It doesn’t get much more classic Korean hip-hop than Drunken Tiger and Yoonmirae, but Tiger JK just laughed off his impact on the industry in the late ‘90s and early ‘00s. “I’m like, ‘why did I do it? It’s my fault!” Tiger JK joked, before admitting that sometimes he feels the modern state of hip-hop in Korea is “more of a fashion statement nowadays. [It’s] something different. I’m not knocking it back though.” To keep with the latest trends, Tiger JK pointed to Junoflo, who he relies on to keep up with burgeoning music acts from around the world, and Ann One, who he claimed is the Feel Ghood crew’s “super vocalist.” (She proved the claim later that night with a smooth cover of Lil Kim’s “Crush On You.”)
But the most impressive, critical member of Feel GHood’s family wasn’t on stage at SXSW, which made sense considering the 10:40 p.m. start time may be too late for the nine-year-old son of Yoonmirae and Tiger JK to be out. According to them, Jordan –who had a track featured on WondaLand — is the real decision maker behind the K-hip-hop power couple. “[Tiger JK] runs the songs past Jordan before we put them on an album,” said Yoonmirae. “And he’ll be like, ‘Nah, I don’t really like this one’ or, ‘Mom, you’re a little off on this.’ So we get into fights with Jordan because we both hate to lose.” According to Tiger JK, he trusts Jordan because “kids are honest. It’s a new culture. They know what they want. Jordan tells me what’s hip and what’s not.”

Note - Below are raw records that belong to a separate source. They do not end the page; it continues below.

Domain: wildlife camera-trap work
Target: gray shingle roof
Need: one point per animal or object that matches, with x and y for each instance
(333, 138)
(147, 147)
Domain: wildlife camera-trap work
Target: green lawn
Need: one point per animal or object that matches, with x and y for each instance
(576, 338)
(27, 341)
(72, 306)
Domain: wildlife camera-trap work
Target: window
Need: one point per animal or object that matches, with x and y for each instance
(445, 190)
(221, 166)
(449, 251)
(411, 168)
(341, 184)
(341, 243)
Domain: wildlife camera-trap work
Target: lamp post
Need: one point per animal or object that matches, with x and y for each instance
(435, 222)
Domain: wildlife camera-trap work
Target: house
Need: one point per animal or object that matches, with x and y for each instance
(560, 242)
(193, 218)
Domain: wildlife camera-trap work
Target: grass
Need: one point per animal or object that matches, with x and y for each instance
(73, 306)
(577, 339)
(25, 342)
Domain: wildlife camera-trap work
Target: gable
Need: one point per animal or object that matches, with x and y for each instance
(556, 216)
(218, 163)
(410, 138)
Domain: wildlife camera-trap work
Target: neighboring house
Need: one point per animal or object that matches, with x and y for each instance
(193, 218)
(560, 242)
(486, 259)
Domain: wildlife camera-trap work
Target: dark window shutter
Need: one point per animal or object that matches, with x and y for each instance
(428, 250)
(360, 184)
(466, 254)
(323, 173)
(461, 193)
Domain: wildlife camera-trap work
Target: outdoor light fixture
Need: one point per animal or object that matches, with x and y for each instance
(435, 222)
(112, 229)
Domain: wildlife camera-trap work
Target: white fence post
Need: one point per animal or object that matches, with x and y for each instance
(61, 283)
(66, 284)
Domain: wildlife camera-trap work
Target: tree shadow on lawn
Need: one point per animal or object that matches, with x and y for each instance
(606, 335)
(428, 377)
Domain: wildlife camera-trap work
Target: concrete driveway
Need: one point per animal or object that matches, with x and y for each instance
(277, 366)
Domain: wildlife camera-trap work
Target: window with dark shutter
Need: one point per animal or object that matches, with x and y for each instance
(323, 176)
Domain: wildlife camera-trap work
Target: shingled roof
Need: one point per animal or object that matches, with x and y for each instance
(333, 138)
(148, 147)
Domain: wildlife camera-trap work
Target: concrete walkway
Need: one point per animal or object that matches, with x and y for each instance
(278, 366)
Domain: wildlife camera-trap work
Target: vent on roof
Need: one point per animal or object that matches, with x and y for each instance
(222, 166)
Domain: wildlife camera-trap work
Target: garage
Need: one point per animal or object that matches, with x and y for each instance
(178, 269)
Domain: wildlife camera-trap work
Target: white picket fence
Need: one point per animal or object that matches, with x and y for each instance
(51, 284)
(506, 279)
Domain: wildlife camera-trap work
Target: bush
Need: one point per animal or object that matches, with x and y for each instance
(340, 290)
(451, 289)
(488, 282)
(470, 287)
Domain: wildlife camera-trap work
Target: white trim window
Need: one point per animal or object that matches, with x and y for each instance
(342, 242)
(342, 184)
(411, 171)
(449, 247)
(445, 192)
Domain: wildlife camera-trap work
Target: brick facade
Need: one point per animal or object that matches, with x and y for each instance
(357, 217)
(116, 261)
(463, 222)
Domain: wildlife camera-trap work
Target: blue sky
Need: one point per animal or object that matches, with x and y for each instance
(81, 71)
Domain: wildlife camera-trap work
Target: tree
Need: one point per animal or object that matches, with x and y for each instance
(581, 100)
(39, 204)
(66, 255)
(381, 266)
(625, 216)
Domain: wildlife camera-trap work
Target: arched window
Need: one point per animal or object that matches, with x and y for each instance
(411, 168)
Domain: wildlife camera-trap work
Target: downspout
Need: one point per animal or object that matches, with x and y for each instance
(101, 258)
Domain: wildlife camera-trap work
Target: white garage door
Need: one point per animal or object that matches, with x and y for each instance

Though the likes of Yoonmirae and Tiger JK don’t really need affirmation from young people (except Jordan) to prove their musical relevance, the venue was filled with cries of support for the pair and their crew from the youthful crowd at K-Pop Night Out. Tiger JK and Yoonmirae may not have been the headlining act, but with the two combined sets overflowing with classic Drunken Tiger, newer MFBTY, and a whole lot in between, it’s doubtful anyone even noticed.